Ex-CIA station chief in Milan detained in Panama

Ex-CIA station chief in Milan detained in Panama

A former station chief with the CIA has been detained in Panama after being on the run from Italian police for more than a decade.

Robert Seldon Lady, 59, was reportedly brought into custody early Thursday after surfacing in the Central American country. An Italian court convicted him in 2009 in absentia of abducting an Egyptian terror suspect from the streets of Milan, and he was sentenced in early 2013 to nine years in prison. Only now, however, has he been caught, according to a statement made Thursday by the Italian justice ministry.

The case against Lady marked the first time ever that a CIA agent was accused of kidnapping and brought to trial. Twenty-two other Americans, mostly intelligence officers, were also convicted for their role in the “extraordinary rendition” of a Muslim cleric.

Lady was the station chief of the Central Intelligence Agency post in Milan during the time of the abduction. He is accused of abducting Hassan Mustafa Osama Nasr and assisting in his years’ long detention which was reportedly accompanied with bouts of torture.

Egyptian cleric Hassan Mustafa Osama Nasr (AFP Photo / Khaled Desouki)

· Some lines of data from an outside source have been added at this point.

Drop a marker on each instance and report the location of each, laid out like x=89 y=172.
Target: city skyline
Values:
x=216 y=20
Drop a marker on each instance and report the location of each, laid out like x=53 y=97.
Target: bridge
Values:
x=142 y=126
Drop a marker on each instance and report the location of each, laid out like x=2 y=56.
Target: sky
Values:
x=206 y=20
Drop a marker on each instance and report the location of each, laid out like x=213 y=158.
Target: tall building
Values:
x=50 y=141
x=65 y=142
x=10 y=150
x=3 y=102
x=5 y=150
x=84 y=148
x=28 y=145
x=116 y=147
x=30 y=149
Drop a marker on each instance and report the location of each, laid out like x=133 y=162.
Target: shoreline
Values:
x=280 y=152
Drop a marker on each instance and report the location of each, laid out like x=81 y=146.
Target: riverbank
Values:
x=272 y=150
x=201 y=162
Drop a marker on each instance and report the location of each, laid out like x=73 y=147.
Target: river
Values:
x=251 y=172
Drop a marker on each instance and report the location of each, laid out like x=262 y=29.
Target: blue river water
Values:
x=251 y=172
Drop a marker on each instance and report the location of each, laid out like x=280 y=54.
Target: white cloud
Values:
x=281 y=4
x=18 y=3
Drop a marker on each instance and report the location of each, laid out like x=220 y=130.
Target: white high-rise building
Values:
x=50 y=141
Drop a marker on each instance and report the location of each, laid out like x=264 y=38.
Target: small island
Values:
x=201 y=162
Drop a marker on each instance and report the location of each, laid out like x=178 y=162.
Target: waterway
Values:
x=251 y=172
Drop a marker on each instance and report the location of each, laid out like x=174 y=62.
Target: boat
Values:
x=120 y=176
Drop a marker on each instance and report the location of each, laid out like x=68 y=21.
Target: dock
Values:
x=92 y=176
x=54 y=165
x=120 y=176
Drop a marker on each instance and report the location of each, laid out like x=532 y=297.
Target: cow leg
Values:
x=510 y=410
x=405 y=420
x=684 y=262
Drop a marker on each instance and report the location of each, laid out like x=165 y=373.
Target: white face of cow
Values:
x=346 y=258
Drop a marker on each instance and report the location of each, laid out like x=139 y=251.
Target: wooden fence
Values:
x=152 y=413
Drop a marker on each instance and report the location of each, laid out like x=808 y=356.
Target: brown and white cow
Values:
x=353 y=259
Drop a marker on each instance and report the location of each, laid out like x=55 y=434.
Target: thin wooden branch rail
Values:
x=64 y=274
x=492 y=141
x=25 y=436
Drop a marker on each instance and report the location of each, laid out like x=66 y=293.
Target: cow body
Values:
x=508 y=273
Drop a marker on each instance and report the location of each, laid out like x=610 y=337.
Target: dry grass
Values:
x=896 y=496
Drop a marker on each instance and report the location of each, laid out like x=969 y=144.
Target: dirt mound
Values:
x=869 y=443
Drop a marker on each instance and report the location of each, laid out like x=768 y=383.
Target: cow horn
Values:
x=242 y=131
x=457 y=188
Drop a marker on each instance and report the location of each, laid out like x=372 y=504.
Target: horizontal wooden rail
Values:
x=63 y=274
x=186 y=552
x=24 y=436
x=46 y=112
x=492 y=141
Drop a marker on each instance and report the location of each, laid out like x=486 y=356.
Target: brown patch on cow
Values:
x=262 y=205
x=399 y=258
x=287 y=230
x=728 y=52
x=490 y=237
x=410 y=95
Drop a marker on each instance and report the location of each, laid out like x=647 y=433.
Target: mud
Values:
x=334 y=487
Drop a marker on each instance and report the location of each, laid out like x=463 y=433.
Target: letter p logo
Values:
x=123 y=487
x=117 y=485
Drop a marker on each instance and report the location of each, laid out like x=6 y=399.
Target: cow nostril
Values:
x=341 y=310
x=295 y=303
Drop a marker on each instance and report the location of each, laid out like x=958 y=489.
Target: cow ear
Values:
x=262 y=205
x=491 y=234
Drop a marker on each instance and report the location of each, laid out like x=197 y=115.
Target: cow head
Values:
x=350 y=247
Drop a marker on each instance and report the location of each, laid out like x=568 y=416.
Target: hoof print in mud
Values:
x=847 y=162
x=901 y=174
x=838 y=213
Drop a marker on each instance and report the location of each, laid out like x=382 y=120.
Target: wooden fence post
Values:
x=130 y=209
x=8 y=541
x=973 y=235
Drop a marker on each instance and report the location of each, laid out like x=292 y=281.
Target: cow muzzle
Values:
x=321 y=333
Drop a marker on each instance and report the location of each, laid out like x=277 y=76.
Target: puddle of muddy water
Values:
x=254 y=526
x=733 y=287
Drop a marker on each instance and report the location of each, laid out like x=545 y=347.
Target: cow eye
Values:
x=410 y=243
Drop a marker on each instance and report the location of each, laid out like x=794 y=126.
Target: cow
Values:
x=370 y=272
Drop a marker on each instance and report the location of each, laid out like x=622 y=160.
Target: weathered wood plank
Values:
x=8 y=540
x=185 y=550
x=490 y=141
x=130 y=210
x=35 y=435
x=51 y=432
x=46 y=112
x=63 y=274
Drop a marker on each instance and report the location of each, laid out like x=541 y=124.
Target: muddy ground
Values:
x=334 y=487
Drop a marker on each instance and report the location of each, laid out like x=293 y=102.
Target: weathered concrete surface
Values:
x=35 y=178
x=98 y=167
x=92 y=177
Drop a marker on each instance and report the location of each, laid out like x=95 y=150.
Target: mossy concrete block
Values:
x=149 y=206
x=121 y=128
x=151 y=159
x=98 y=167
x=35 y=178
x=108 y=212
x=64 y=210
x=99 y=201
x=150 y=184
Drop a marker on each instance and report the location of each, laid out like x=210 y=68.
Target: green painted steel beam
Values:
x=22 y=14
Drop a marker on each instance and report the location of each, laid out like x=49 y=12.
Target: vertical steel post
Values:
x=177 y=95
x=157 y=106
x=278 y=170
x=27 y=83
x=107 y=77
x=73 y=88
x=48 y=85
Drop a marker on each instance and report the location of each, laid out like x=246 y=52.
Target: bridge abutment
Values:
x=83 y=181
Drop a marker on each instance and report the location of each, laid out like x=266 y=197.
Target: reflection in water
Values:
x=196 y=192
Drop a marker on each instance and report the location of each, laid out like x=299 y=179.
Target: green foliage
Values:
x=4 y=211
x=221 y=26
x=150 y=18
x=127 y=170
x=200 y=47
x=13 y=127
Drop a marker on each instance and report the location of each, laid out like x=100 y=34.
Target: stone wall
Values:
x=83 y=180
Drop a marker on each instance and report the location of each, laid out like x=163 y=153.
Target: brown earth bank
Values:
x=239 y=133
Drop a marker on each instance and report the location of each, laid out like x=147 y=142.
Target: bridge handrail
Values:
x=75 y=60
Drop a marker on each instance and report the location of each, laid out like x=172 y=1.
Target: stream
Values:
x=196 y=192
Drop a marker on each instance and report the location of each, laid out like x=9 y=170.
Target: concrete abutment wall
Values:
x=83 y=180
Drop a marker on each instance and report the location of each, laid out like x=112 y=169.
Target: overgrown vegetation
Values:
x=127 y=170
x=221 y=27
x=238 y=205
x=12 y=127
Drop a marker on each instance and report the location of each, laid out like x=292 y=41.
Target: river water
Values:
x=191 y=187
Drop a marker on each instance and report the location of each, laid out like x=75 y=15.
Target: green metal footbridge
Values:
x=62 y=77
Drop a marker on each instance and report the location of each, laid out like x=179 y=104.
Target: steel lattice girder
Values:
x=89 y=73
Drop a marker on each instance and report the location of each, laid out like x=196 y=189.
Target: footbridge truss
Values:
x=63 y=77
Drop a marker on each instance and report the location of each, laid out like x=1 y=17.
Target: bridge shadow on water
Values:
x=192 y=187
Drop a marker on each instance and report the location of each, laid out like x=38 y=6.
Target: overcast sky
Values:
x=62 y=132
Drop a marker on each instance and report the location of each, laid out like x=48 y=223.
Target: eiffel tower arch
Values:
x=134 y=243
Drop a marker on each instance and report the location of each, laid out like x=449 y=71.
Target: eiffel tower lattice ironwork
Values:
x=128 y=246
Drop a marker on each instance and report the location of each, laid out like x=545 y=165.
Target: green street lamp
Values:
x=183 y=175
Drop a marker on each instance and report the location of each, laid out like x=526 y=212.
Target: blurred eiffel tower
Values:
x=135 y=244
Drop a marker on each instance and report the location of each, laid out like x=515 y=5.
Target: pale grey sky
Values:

"I'm not guilty. I'm only responsible for carrying out orders that I received from my superiors," Lady told Italy’s Il Giornale newspaper in 2009.

Previously, Lady told GQ magazine in a candid interview that, "When you work in intelligence, you do things in the country in which you work that are not legal.”

It's a life of illegality,” said Lady, “But state institutions in the whole world have professionals in my sector, and it's up to us to do our duty."

I console myself by reminding myself that I was a soldier, that I was in a war against terrorism, that I couldn't discuss orders given to me,” Lady said to Italian journalists.

Lady had served just shy of a quarter-century with the CIA at the time of the crime. He described his former employer to GQ years later as “the vanguard of democracy” and his role as “the greatest job I ever had.”